By simply asking students to share course ideas rather than personal details as icebreakers and social introductions, online learning engagement can be increased by nearly one-third.
According to new research co-written by a University of Illinois Urbana-Champaign expert who studies the intersection of marketing and digital environments, sharing ideas in an online learning environment has a distinct advantage over-sharing personal details in driving learner engagement in massive open online courses, or MOOCs.
According to Unnati Narang, a professor of business administration at the Gies College of Business, simply prompting students to share course ideas in a discussion forum rather than having them share information about their identity or personal motivations for enrolling can increase online learning engagement by nearly one-third.
With less than 10% of online learners completing courses and less than 5% participating in course discussions, there is a critical need for online learning platforms to identify and implement strategies to improve student engagement, according to Narang.
Online learning engagement can be increased by nearly one-third by simply prompting students to share course ideas rather than personal details in the form of icebreakers and social introductions.
“Engagement levels in online classrooms have tended to be really low simply because students may never get the chance to get to know each other in the way they do in an in-person, face-to-face classroom,” she explained. “A lot of those elements are clearly lacking in the online learning environment.”
Initially, online platforms placed a high value on having discussion forums in order to engage students. However, those efforts tended to fizzle out over time, according to Narang. “Even if a student posts something, it may never be read by a classmate or the instructor, which can really demotivate students who are attempting to engage in the material,” she explained.
Narang and her co-authors analyzed more than 12,000 discussion forum postings over an 18-month period and conducted a field experiment involving more than 2,000 learners in a popular online course offered by a large U.S. university to determine how to increase learner engagement.
“We nudged students at random to share something personal about themselves or ideas related to the course,” she explained. “We expected to see an increase in engagement due to the social aspects of identity sharing because it is so heavily emphasized in face-to-face classes for icebreakers and social introductions.”

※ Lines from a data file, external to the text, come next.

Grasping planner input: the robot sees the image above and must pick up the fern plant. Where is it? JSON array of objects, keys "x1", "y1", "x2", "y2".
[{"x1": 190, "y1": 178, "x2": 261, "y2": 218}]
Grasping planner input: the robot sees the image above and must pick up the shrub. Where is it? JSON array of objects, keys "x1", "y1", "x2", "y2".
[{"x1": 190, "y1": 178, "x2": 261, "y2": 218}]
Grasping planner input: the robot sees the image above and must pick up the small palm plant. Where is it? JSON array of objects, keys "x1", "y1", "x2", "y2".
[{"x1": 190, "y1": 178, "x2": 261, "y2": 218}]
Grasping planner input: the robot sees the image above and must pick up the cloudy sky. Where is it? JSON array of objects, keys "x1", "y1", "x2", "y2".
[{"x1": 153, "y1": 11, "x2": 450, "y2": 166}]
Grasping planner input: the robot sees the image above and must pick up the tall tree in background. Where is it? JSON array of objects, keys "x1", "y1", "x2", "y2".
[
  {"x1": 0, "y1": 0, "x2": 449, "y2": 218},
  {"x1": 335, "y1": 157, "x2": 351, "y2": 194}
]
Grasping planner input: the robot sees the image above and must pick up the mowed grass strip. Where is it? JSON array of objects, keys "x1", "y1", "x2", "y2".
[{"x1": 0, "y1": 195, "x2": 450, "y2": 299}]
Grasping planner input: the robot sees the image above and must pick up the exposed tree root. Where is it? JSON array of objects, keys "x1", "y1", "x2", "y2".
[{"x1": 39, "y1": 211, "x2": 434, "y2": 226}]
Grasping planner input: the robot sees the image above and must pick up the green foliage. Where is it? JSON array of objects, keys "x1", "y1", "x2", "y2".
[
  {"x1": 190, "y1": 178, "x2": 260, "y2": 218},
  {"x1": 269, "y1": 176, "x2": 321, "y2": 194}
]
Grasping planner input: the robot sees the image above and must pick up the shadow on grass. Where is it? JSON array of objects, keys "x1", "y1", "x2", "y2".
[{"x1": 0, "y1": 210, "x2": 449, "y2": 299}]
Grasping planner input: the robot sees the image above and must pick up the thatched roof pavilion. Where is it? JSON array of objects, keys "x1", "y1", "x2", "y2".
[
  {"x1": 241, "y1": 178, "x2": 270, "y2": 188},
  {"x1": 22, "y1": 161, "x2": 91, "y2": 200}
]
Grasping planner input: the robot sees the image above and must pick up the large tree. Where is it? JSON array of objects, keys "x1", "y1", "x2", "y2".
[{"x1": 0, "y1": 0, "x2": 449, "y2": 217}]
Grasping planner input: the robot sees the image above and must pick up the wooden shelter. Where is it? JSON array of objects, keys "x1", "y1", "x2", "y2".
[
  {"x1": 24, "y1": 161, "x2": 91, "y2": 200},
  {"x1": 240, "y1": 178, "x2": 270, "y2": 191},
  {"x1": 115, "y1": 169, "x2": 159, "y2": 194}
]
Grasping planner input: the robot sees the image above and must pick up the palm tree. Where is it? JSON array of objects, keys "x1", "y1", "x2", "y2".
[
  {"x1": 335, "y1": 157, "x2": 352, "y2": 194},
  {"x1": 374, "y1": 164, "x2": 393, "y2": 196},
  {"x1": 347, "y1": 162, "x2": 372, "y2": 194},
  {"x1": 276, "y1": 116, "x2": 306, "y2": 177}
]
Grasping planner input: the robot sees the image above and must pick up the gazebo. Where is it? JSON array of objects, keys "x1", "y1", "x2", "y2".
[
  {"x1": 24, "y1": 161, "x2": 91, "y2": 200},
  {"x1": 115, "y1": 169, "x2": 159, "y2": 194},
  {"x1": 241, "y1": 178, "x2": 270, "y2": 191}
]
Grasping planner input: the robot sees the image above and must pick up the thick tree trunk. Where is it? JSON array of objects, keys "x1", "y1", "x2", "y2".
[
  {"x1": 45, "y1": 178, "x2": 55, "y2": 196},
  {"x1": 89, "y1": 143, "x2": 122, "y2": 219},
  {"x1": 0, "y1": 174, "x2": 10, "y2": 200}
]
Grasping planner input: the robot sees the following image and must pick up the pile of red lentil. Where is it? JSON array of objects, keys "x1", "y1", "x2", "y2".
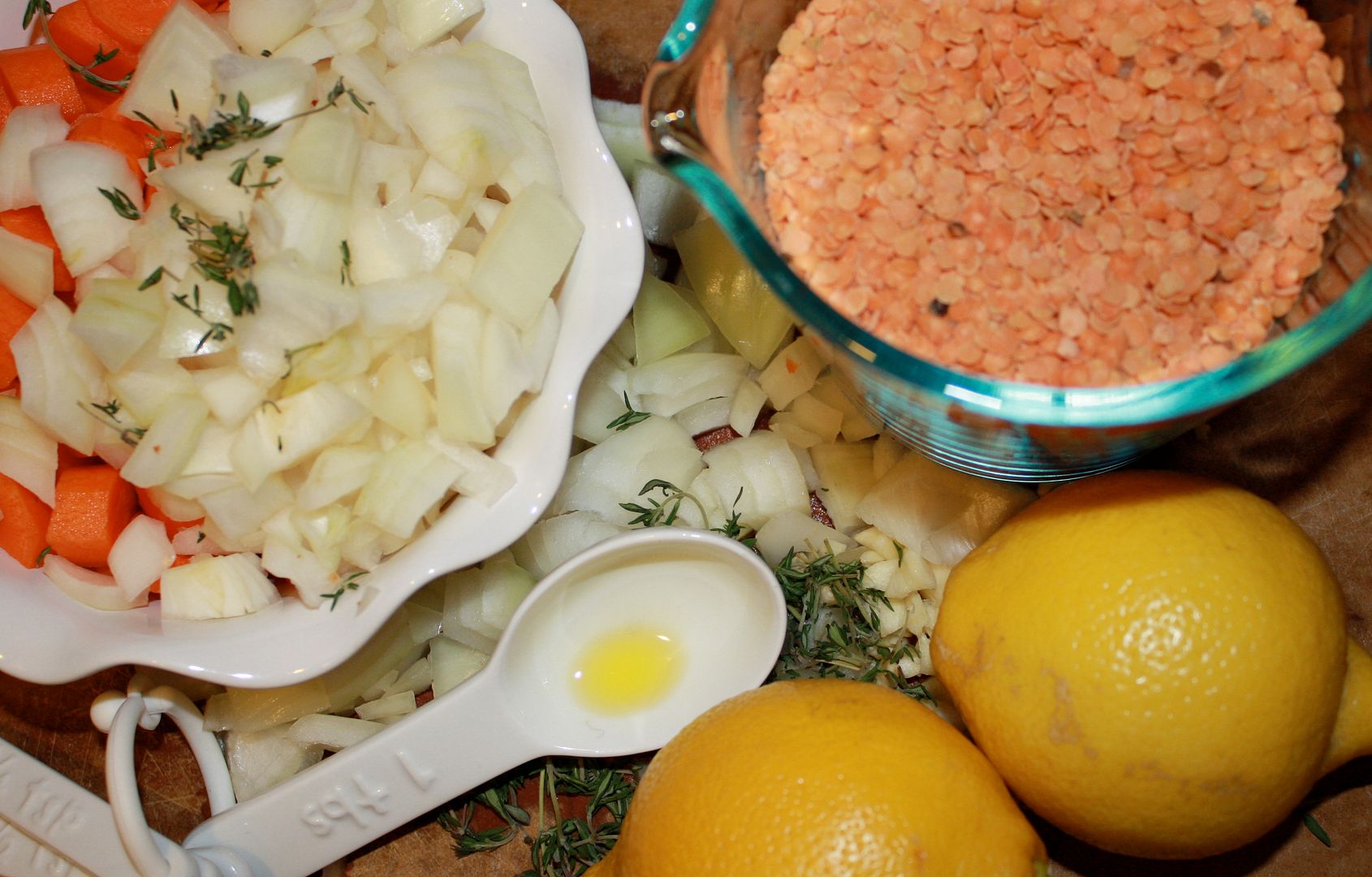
[{"x1": 759, "y1": 0, "x2": 1344, "y2": 386}]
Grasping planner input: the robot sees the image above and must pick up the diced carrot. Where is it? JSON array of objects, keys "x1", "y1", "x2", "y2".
[
  {"x1": 0, "y1": 287, "x2": 33, "y2": 387},
  {"x1": 133, "y1": 487, "x2": 205, "y2": 539},
  {"x1": 86, "y1": 0, "x2": 177, "y2": 52},
  {"x1": 0, "y1": 45, "x2": 86, "y2": 122},
  {"x1": 48, "y1": 463, "x2": 139, "y2": 569},
  {"x1": 0, "y1": 205, "x2": 77, "y2": 292},
  {"x1": 149, "y1": 555, "x2": 195, "y2": 594},
  {"x1": 67, "y1": 114, "x2": 149, "y2": 182},
  {"x1": 0, "y1": 475, "x2": 52, "y2": 569},
  {"x1": 100, "y1": 99, "x2": 181, "y2": 171},
  {"x1": 48, "y1": 0, "x2": 139, "y2": 80}
]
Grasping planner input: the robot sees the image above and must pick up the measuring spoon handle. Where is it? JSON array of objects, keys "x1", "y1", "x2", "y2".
[{"x1": 183, "y1": 670, "x2": 546, "y2": 877}]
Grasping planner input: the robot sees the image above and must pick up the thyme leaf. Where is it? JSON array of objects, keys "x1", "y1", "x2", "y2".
[
  {"x1": 619, "y1": 477, "x2": 705, "y2": 527},
  {"x1": 139, "y1": 265, "x2": 166, "y2": 292},
  {"x1": 438, "y1": 756, "x2": 648, "y2": 877},
  {"x1": 171, "y1": 284, "x2": 233, "y2": 352},
  {"x1": 772, "y1": 551, "x2": 933, "y2": 702},
  {"x1": 185, "y1": 78, "x2": 368, "y2": 159},
  {"x1": 100, "y1": 188, "x2": 143, "y2": 219},
  {"x1": 339, "y1": 237, "x2": 352, "y2": 286},
  {"x1": 171, "y1": 205, "x2": 258, "y2": 317},
  {"x1": 82, "y1": 400, "x2": 149, "y2": 447},
  {"x1": 318, "y1": 571, "x2": 366, "y2": 612},
  {"x1": 1301, "y1": 811, "x2": 1334, "y2": 849}
]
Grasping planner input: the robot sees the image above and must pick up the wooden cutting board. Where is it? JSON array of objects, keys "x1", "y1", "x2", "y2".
[{"x1": 0, "y1": 0, "x2": 1372, "y2": 877}]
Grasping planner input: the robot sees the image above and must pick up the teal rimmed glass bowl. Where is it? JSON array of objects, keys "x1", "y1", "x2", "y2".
[{"x1": 644, "y1": 0, "x2": 1372, "y2": 482}]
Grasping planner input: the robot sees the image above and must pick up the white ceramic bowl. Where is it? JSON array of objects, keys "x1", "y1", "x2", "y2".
[{"x1": 0, "y1": 0, "x2": 644, "y2": 688}]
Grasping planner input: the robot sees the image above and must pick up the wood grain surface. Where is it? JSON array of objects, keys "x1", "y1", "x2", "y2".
[{"x1": 0, "y1": 0, "x2": 1372, "y2": 877}]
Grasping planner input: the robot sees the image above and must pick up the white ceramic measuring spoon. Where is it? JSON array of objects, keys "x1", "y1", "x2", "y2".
[{"x1": 124, "y1": 527, "x2": 786, "y2": 877}]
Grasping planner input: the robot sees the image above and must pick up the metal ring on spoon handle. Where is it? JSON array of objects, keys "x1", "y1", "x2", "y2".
[{"x1": 91, "y1": 676, "x2": 252, "y2": 877}]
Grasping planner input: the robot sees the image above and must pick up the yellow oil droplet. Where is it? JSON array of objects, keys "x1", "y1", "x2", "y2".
[{"x1": 572, "y1": 624, "x2": 686, "y2": 715}]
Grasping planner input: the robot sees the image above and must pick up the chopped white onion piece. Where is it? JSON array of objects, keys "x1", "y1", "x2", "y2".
[
  {"x1": 42, "y1": 555, "x2": 149, "y2": 612},
  {"x1": 110, "y1": 515, "x2": 175, "y2": 597}
]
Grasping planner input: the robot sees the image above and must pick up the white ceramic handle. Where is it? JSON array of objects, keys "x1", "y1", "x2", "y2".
[
  {"x1": 185, "y1": 668, "x2": 546, "y2": 877},
  {"x1": 0, "y1": 740, "x2": 173, "y2": 877}
]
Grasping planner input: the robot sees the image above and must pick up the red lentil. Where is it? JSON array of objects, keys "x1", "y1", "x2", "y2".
[{"x1": 759, "y1": 0, "x2": 1346, "y2": 384}]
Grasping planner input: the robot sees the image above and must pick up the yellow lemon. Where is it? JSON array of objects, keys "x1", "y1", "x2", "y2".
[
  {"x1": 590, "y1": 680, "x2": 1046, "y2": 877},
  {"x1": 933, "y1": 472, "x2": 1372, "y2": 858}
]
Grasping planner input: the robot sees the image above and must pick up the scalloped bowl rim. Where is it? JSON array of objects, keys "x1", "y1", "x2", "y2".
[{"x1": 0, "y1": 0, "x2": 644, "y2": 688}]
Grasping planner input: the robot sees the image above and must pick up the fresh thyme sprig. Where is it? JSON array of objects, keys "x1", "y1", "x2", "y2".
[
  {"x1": 438, "y1": 756, "x2": 648, "y2": 877},
  {"x1": 772, "y1": 551, "x2": 933, "y2": 702},
  {"x1": 171, "y1": 205, "x2": 258, "y2": 317},
  {"x1": 100, "y1": 189, "x2": 143, "y2": 219},
  {"x1": 619, "y1": 477, "x2": 705, "y2": 527},
  {"x1": 171, "y1": 284, "x2": 233, "y2": 352},
  {"x1": 183, "y1": 78, "x2": 368, "y2": 159},
  {"x1": 710, "y1": 487, "x2": 757, "y2": 551},
  {"x1": 24, "y1": 0, "x2": 133, "y2": 92},
  {"x1": 133, "y1": 110, "x2": 175, "y2": 173}
]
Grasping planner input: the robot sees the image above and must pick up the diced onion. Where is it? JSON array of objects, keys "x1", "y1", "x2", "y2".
[{"x1": 42, "y1": 555, "x2": 149, "y2": 612}]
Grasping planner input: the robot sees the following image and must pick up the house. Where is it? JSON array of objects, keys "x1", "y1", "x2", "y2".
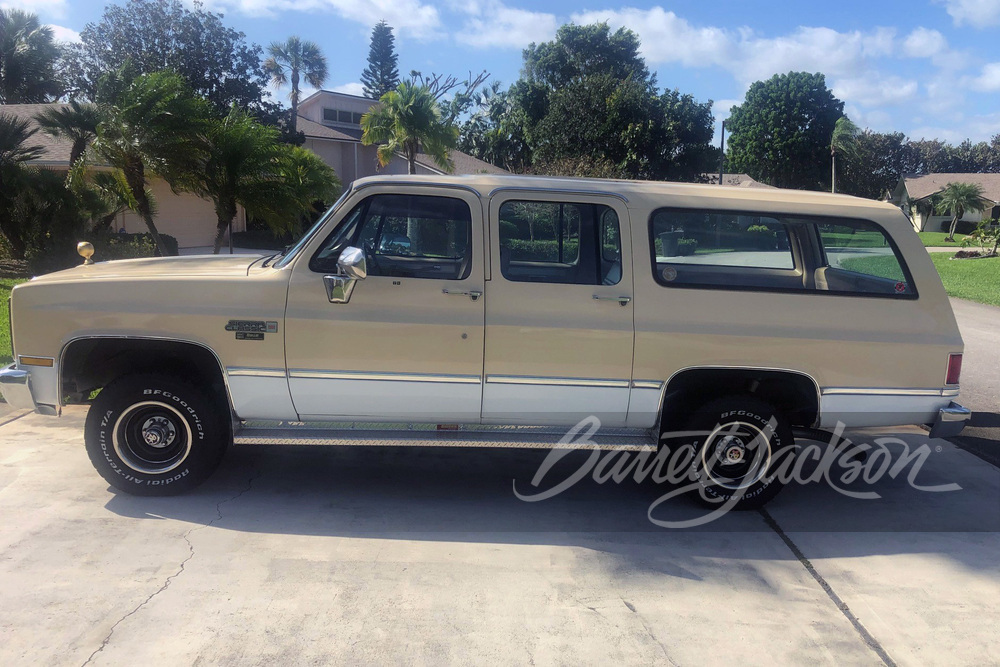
[
  {"x1": 0, "y1": 104, "x2": 240, "y2": 248},
  {"x1": 298, "y1": 90, "x2": 507, "y2": 187},
  {"x1": 0, "y1": 90, "x2": 507, "y2": 249},
  {"x1": 701, "y1": 173, "x2": 776, "y2": 190},
  {"x1": 889, "y1": 173, "x2": 1000, "y2": 232}
]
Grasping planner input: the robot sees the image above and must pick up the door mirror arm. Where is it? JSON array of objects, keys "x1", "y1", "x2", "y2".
[{"x1": 323, "y1": 246, "x2": 368, "y2": 303}]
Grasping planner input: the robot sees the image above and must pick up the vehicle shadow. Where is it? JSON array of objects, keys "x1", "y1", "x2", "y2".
[{"x1": 107, "y1": 438, "x2": 1000, "y2": 576}]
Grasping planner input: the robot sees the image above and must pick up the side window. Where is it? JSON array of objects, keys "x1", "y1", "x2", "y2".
[
  {"x1": 309, "y1": 194, "x2": 472, "y2": 280},
  {"x1": 499, "y1": 201, "x2": 622, "y2": 285},
  {"x1": 816, "y1": 220, "x2": 915, "y2": 296},
  {"x1": 651, "y1": 209, "x2": 795, "y2": 269}
]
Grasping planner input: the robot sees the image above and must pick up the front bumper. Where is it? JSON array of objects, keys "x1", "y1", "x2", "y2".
[
  {"x1": 0, "y1": 364, "x2": 38, "y2": 410},
  {"x1": 931, "y1": 401, "x2": 972, "y2": 438}
]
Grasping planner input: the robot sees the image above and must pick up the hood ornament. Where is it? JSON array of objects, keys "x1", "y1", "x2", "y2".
[{"x1": 76, "y1": 241, "x2": 94, "y2": 266}]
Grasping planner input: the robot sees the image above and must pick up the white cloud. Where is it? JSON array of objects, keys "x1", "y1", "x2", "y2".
[
  {"x1": 972, "y1": 63, "x2": 1000, "y2": 93},
  {"x1": 455, "y1": 0, "x2": 559, "y2": 49},
  {"x1": 832, "y1": 71, "x2": 919, "y2": 107},
  {"x1": 573, "y1": 7, "x2": 896, "y2": 85},
  {"x1": 49, "y1": 25, "x2": 80, "y2": 42},
  {"x1": 0, "y1": 0, "x2": 66, "y2": 18},
  {"x1": 210, "y1": 0, "x2": 441, "y2": 39},
  {"x1": 937, "y1": 0, "x2": 1000, "y2": 29},
  {"x1": 330, "y1": 81, "x2": 365, "y2": 97},
  {"x1": 903, "y1": 27, "x2": 948, "y2": 58}
]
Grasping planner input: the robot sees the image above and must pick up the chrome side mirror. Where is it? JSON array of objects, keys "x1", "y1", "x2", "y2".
[
  {"x1": 337, "y1": 246, "x2": 368, "y2": 280},
  {"x1": 323, "y1": 246, "x2": 368, "y2": 303}
]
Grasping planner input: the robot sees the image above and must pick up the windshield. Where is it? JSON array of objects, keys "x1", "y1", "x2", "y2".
[{"x1": 274, "y1": 186, "x2": 353, "y2": 269}]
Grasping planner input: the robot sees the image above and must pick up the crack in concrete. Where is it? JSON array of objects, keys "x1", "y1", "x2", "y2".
[{"x1": 80, "y1": 468, "x2": 262, "y2": 667}]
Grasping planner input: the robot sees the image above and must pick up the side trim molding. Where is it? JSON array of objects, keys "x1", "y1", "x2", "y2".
[
  {"x1": 282, "y1": 368, "x2": 482, "y2": 384},
  {"x1": 226, "y1": 366, "x2": 286, "y2": 378},
  {"x1": 486, "y1": 375, "x2": 628, "y2": 389},
  {"x1": 823, "y1": 387, "x2": 958, "y2": 396}
]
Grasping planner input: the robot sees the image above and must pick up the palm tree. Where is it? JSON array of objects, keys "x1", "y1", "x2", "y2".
[
  {"x1": 35, "y1": 100, "x2": 100, "y2": 171},
  {"x1": 361, "y1": 81, "x2": 458, "y2": 174},
  {"x1": 830, "y1": 116, "x2": 861, "y2": 192},
  {"x1": 188, "y1": 106, "x2": 339, "y2": 254},
  {"x1": 264, "y1": 35, "x2": 326, "y2": 134},
  {"x1": 0, "y1": 9, "x2": 61, "y2": 104},
  {"x1": 94, "y1": 65, "x2": 210, "y2": 257},
  {"x1": 0, "y1": 113, "x2": 44, "y2": 259},
  {"x1": 934, "y1": 183, "x2": 989, "y2": 242}
]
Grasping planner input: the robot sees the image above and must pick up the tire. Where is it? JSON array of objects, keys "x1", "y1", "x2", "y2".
[
  {"x1": 84, "y1": 375, "x2": 232, "y2": 496},
  {"x1": 687, "y1": 396, "x2": 795, "y2": 510}
]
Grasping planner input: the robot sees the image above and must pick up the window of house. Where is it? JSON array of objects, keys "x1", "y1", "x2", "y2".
[
  {"x1": 499, "y1": 201, "x2": 622, "y2": 285},
  {"x1": 309, "y1": 194, "x2": 472, "y2": 280}
]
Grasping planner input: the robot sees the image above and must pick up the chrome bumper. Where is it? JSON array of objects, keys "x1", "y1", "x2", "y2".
[
  {"x1": 0, "y1": 364, "x2": 38, "y2": 410},
  {"x1": 931, "y1": 401, "x2": 972, "y2": 438}
]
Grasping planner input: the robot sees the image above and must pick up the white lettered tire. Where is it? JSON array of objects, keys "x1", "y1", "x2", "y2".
[
  {"x1": 84, "y1": 374, "x2": 232, "y2": 496},
  {"x1": 688, "y1": 396, "x2": 795, "y2": 510}
]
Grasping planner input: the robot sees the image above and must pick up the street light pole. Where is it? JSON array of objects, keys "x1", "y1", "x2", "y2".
[{"x1": 719, "y1": 121, "x2": 726, "y2": 185}]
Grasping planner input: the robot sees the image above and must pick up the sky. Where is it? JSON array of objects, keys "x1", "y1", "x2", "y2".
[{"x1": 7, "y1": 0, "x2": 1000, "y2": 142}]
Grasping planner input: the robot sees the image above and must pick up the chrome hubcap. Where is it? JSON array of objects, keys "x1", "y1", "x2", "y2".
[{"x1": 142, "y1": 417, "x2": 177, "y2": 449}]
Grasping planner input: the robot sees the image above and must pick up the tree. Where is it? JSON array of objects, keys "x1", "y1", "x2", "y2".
[
  {"x1": 361, "y1": 20, "x2": 399, "y2": 100},
  {"x1": 361, "y1": 81, "x2": 458, "y2": 174},
  {"x1": 62, "y1": 0, "x2": 271, "y2": 114},
  {"x1": 522, "y1": 23, "x2": 656, "y2": 90},
  {"x1": 0, "y1": 113, "x2": 44, "y2": 259},
  {"x1": 726, "y1": 72, "x2": 844, "y2": 189},
  {"x1": 264, "y1": 35, "x2": 326, "y2": 133},
  {"x1": 35, "y1": 100, "x2": 100, "y2": 166},
  {"x1": 830, "y1": 116, "x2": 861, "y2": 192},
  {"x1": 934, "y1": 183, "x2": 988, "y2": 241},
  {"x1": 94, "y1": 65, "x2": 210, "y2": 256},
  {"x1": 0, "y1": 8, "x2": 62, "y2": 104},
  {"x1": 185, "y1": 106, "x2": 339, "y2": 254}
]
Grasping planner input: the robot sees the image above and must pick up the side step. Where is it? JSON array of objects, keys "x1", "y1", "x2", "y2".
[{"x1": 234, "y1": 422, "x2": 656, "y2": 451}]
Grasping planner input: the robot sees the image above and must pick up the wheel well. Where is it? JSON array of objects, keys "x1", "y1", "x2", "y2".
[
  {"x1": 661, "y1": 368, "x2": 819, "y2": 431},
  {"x1": 60, "y1": 338, "x2": 230, "y2": 409}
]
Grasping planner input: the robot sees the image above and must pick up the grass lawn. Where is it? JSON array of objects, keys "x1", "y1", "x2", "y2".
[
  {"x1": 917, "y1": 232, "x2": 965, "y2": 250},
  {"x1": 0, "y1": 278, "x2": 24, "y2": 366},
  {"x1": 930, "y1": 252, "x2": 1000, "y2": 306}
]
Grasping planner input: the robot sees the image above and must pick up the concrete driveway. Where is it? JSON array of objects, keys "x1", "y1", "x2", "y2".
[{"x1": 0, "y1": 408, "x2": 1000, "y2": 665}]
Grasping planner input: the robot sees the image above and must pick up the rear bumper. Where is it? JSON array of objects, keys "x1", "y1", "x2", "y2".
[
  {"x1": 931, "y1": 401, "x2": 972, "y2": 438},
  {"x1": 0, "y1": 364, "x2": 38, "y2": 410}
]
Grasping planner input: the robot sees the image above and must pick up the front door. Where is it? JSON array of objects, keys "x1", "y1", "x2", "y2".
[
  {"x1": 483, "y1": 192, "x2": 633, "y2": 426},
  {"x1": 285, "y1": 185, "x2": 485, "y2": 423}
]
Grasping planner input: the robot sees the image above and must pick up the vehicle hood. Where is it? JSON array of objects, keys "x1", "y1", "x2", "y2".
[{"x1": 31, "y1": 253, "x2": 263, "y2": 283}]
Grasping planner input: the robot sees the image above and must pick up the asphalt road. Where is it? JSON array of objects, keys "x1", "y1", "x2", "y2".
[
  {"x1": 951, "y1": 299, "x2": 1000, "y2": 466},
  {"x1": 0, "y1": 407, "x2": 1000, "y2": 667}
]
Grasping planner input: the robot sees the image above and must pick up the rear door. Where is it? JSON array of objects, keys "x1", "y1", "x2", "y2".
[{"x1": 483, "y1": 192, "x2": 633, "y2": 426}]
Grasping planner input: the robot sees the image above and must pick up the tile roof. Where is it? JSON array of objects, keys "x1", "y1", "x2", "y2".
[
  {"x1": 701, "y1": 174, "x2": 776, "y2": 190},
  {"x1": 0, "y1": 104, "x2": 73, "y2": 166},
  {"x1": 417, "y1": 151, "x2": 510, "y2": 174},
  {"x1": 903, "y1": 173, "x2": 1000, "y2": 202},
  {"x1": 296, "y1": 116, "x2": 361, "y2": 141}
]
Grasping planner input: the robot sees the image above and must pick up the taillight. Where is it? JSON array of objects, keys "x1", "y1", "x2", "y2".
[{"x1": 944, "y1": 354, "x2": 962, "y2": 384}]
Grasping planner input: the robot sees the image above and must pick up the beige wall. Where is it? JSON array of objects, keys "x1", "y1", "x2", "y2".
[{"x1": 116, "y1": 179, "x2": 246, "y2": 248}]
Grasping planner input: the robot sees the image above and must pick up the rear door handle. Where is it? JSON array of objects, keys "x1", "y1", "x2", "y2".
[
  {"x1": 594, "y1": 294, "x2": 632, "y2": 307},
  {"x1": 441, "y1": 288, "x2": 483, "y2": 301}
]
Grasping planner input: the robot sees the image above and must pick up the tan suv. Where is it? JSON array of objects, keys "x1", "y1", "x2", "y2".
[{"x1": 0, "y1": 175, "x2": 969, "y2": 504}]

According to the findings, asking learners to share ideas about the course had a greater impact on their video consumption and assessment completion.
“We discovered that the concept of sharing knowledge outperforms both identity sharing and the control condition of not sharing anything,” Narang explained. “We discovered that what learners share plays a significant role in enhancing the online learning environment, and they tended to perform 30% better in terms of how many videos they consumed, how many assessments they completed, and how they scored on assessments. As a result, idea sharing has a distinct advantage in online pedagogy.”
The implications of what the researchers dubbed the “idea advantage” for educators in an era of increased online learning due to the COVID-19 pandemic suggest that identity sharing tends to be superficial and brief, so it’s better to push students to engage more in the course content and their ideas about what they’re studying, according to Narang.
“Just very basic getting-to-know-you introductions that instructors make in a physical classroom – who are you, where you’re from, etc. – doesn’t really translate into the online learning environment,” she said.
“When you’re in a virtual classroom, there’s just too much anonymity for that to work. Idea posts, on the other hand, are usually much more elaborate and well-articulated. Students devote more time and effort to crafting their responses. An idea-sharing post was 66 words long on average. However, an identity-sharing post was typically half the length. Students were clearly more invested in ideas than making friends in the online learning environment, which explains why the idea advantage is so strong.”